Die Regulierung digitaler Plattformen ist nicht nur ein Thema, das im Kartellrecht besprochen wird. Auch im Telekommunikationsrecht ist die Schaffung eines „Level Playing Field“ seit Jahren ein Thema. Im EECC (Richtlinie (EU) 2018/1972 = European Electronic Communications Code) wird dies bereits angedeutet. Im geleakten Referentenentwurf für ein neues TKG (TKG-RefE) finden sich in einem neuen § 19 TKG-RefE nun konkretere Vorschläge. Doch welchen Anwendungsbereich hat dieser? Was kommen für neue Regelungen und Befugnisse?

Unter louven.legal finden Sie eine vollständige Synopse zu diesem TKG-RefE als PDF.

OTTs als interpersonelle Kommunikationsdienste

Bislang entspann sich die Diskussion über die telekommunikationsrechtliche Erfassung von OTT-Diensten vor allem an der Frage, ob sie auch Telekommunikationsdienste darstellen (pro: Kühling/Schall, CR 2015, 641 ff. und Kühling/Schall, CR 2016, 185 ff. contra: Schuster, CR 2016, 173 ff.). Diese Frage wurde mittlerweile vom EuGH geklärt. (ausführlich dazu Kiparski, CR 2019, 460 ff.).

Basis: Die Neuregelungen des EECC lassen dies nur scheinbar als Punktsieg erscheinen. Der EuGH hatte entschieden, dass Gmail kein Dienst der Signalübertragung ist. Diese Aussage lässt sich auch auf das neue Regime für elektronische Kommunikationsdienste übertragen.

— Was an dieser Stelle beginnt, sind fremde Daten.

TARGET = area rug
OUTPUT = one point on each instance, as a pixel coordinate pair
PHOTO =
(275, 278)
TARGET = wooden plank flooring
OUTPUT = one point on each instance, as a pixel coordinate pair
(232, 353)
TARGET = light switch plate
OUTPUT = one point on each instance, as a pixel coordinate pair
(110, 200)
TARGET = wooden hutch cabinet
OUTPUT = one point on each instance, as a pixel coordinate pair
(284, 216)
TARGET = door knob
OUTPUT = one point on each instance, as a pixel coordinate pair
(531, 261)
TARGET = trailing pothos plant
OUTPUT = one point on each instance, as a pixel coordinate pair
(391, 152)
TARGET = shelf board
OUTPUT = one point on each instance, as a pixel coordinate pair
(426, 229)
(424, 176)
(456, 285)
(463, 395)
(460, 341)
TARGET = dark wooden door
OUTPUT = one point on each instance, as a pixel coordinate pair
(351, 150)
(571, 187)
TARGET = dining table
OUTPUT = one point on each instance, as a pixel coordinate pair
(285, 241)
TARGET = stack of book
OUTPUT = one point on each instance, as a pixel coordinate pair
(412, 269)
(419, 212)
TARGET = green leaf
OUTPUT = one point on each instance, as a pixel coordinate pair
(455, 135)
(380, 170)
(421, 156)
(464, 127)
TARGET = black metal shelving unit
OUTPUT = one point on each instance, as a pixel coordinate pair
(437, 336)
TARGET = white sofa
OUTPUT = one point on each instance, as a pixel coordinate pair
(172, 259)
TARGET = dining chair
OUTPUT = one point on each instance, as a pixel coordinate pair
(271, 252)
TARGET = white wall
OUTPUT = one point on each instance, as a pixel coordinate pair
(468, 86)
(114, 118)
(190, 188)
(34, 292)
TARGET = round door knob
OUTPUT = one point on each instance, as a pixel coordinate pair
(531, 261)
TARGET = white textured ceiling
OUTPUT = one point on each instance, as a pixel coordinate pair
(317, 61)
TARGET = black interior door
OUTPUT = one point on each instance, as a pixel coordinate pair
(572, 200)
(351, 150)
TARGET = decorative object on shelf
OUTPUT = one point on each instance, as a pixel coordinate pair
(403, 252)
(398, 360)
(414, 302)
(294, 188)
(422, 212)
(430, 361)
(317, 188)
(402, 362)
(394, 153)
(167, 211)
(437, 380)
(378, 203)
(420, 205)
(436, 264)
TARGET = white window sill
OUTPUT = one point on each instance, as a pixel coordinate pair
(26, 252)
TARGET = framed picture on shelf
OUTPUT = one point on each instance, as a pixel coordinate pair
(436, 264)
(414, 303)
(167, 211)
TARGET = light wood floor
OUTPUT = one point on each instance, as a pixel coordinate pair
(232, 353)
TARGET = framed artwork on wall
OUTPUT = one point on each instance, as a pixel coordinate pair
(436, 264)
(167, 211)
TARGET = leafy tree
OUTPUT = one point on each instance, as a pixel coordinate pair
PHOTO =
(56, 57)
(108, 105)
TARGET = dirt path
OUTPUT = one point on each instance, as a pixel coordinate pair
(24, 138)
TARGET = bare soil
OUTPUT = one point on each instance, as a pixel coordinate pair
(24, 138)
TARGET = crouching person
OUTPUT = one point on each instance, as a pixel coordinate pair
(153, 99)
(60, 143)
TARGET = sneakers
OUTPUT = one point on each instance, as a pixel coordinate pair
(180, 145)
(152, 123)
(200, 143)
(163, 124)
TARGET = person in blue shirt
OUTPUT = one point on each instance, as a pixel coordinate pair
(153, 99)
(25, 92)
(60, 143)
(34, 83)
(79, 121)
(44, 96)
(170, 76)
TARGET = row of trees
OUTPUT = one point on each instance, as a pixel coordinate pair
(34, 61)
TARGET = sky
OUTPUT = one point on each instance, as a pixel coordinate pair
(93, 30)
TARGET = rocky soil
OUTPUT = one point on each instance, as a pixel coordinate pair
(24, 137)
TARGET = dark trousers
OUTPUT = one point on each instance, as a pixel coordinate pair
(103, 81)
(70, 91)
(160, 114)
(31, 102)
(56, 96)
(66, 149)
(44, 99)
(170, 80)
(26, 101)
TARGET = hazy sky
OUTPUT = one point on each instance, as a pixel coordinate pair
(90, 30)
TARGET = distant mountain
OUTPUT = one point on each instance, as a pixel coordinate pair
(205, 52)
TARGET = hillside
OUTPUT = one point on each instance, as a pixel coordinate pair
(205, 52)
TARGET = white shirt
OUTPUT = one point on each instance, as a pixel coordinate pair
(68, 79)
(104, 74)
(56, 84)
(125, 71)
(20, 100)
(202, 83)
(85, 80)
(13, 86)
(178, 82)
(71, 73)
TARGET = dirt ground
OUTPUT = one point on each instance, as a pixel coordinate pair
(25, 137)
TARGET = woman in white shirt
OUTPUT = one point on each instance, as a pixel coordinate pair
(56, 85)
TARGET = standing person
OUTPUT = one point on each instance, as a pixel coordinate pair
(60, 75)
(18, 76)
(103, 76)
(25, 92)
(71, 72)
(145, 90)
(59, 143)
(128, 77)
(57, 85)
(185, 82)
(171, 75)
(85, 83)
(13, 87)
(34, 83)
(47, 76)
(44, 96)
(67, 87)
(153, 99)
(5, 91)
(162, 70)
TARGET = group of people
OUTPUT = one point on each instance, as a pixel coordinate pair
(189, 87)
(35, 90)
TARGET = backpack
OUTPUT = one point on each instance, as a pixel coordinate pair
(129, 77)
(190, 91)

Folge für OTT-Dienste: Die Unterschiede liegen hier im Detail der konkreten Einordnung von OTT-Diensten:

  • TK-rechtliche Erfassung: Art. 2 Nr. 4 lit. b) EECC sieht eine neue Kategorie der interpersonellen Kommunikationsdienste vor, die auch als elektronische Kommunikationsdienste vom neuen europäischen Telekommunikationsrecht erfasst ist. Diese setzen keine Signalübertragung voraus. Stattdessen reicht der bloße direkte interpersonelle und interaktive Informationsaustausch über Telekommunikationsnetze zwischen einer endlichen Zahl von Personen, wobei die Empfänger von den Personen bestimmt werden, die die Telekommunikation veranlassen oder daran beteiligt sind. Darunter lassen sich OTT-Dienste grundsätzlich erfassen.
  • Differenzierung: Diese Kategorie spaltet sich in nummerngebundene und nummernunabhängige interpersonelle Kommunikationsdienste auf: Nummergebunden sind diese, wenn sie die Verbindung zu öffentlich zugeteilten Nummernplänen ermöglichen. In § 3 Nr. 53 TKG-RefE findet sich diese erweiterte Definition des Telekommunikationsdienstes mit den neuen Unterbegrifflichkeiten wieder.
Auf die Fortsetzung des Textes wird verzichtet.